Now’s your chance to check it out for yourself. A new video from Mobileye demonstrates the company’s latest technology during a 40-minute drive through the streets of Jerusalem.

Lots of Obstacles, No Human Intervention

The vehicle successfully navigated busy intersections, multi-lane roundabouts, merging, parked cars and unprotected left-hand turns.

(Image: Mobileye)

Some of the more challenging events included a hesitant pedestrian standing alongside the road, who decides not to cross to the other side, and another pedestrian walking in the center lane.
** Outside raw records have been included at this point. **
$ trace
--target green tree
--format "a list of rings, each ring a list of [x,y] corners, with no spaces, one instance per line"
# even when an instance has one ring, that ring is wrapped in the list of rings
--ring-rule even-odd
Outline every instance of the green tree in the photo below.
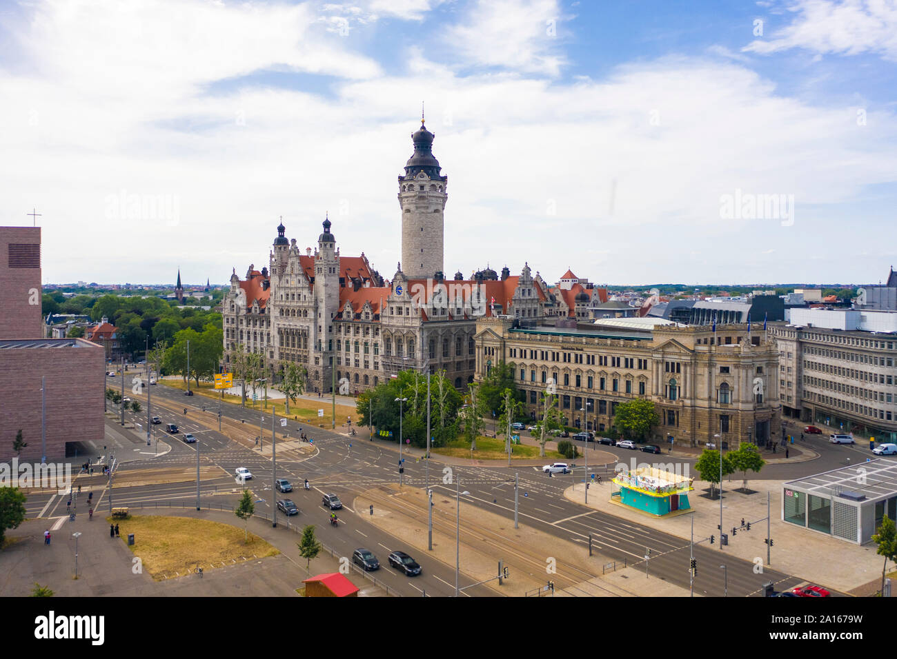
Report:
[[[741,472],[742,488],[747,490],[747,471],[751,470],[754,473],[759,473],[760,470],[766,464],[766,461],[760,456],[760,451],[753,444],[743,443],[737,451],[728,454],[728,458],[732,462],[732,469],[735,472]]]
[[[311,559],[318,557],[323,547],[315,537],[315,526],[309,525],[302,529],[302,539],[296,543],[299,546],[299,555],[305,559],[305,571],[309,571]]]
[[[243,520],[243,541],[245,542],[249,542],[249,517],[256,514],[256,504],[252,501],[252,493],[246,490],[246,483],[243,483],[243,496],[239,499],[239,503],[237,504],[237,509],[234,511],[234,515]]]
[[[19,488],[0,488],[0,547],[6,538],[6,529],[18,528],[25,521],[25,495]]]
[[[22,429],[15,433],[15,439],[13,440],[13,450],[15,451],[15,455],[18,455],[22,453],[22,449],[28,446],[28,442],[22,441]]]
[[[31,588],[31,597],[52,597],[53,594],[53,591],[48,586],[40,585],[37,581],[34,582],[34,587]]]
[[[722,461],[722,475],[727,476],[735,471],[732,468],[732,461],[727,454],[723,455]],[[698,461],[694,464],[694,471],[701,474],[701,481],[710,483],[710,496],[712,497],[714,495],[714,486],[719,483],[719,451],[713,448],[705,448],[698,458]]]
[[[634,398],[617,405],[614,425],[629,439],[643,442],[651,429],[660,423],[660,417],[654,409],[654,403],[643,398]]]
[[[884,575],[888,570],[888,561],[897,562],[897,528],[891,517],[882,518],[882,525],[878,527],[877,533],[872,536],[872,542],[878,545],[875,551],[879,556],[884,557],[884,565],[882,566],[882,596],[884,595]]]
[[[545,456],[545,442],[552,430],[562,427],[561,411],[557,407],[558,397],[553,394],[542,394],[542,419],[536,423],[536,434],[539,438],[539,457]]]
[[[296,402],[296,398],[305,391],[305,378],[308,370],[304,366],[297,364],[295,361],[281,362],[281,381],[280,390],[286,399],[286,413],[290,413],[290,401]]]
[[[461,408],[461,428],[464,430],[464,438],[470,442],[470,450],[476,450],[476,436],[485,426],[483,417],[486,414],[486,406],[479,397],[479,386],[470,384],[467,386],[470,394],[470,402],[466,407]]]
[[[505,436],[505,451],[510,451],[510,436],[512,434],[510,424],[522,415],[524,404],[514,397],[514,392],[511,389],[505,389],[502,398],[498,431]]]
The only time the back-up driver took control of the vehicle was to pull it over to the side of the road so the batteries could be changed in the drone recording the video.

How it Works

The demonstration vehicle was equipped with eight long-range cameras and four parking cameras. Data from the cameras was fed into two of Mobileye’s EyeQ5s system-on-a-chip processors.

Mobileye plans to team the camera system with a separate unit that uses lidar and radar. The two sensor suites work independently, rather than the so-called fused systems being developed by other companies, to provide redundancy.

Mobileye says the system’s processors assume worst-case scenarios of what other road users will do instead of predicting what will happen based on datasets of real-world behavior. As a result, the company claims, “the decision-making brain of the AV will never cause an accident.”

CEO Amnon Shashua further describes the company’s philosophy in a recent blog post.

Why it Matters

In addition to technical challenges, autonomous vehicles also need to overcome public concern and uncertainty about such systems.

Real world demonstrations can help educate consumers about self-driving cars.

What’s Next?

Mobileye, which was purchased by Intel for $15.3 billion in 2017, already supplies advanced driver assistance systems to about 30 carmakers worldwide.

Last November, the Israel-based company announced a partnership with Chinese startup Nio to develop automated systems for use in the latter’s electric cars. The two companies intend to debut a first-generation system in robo-taxis in China in 2022.

Mobileye also plans to market a variant of the latter application to other carmakers worldwide.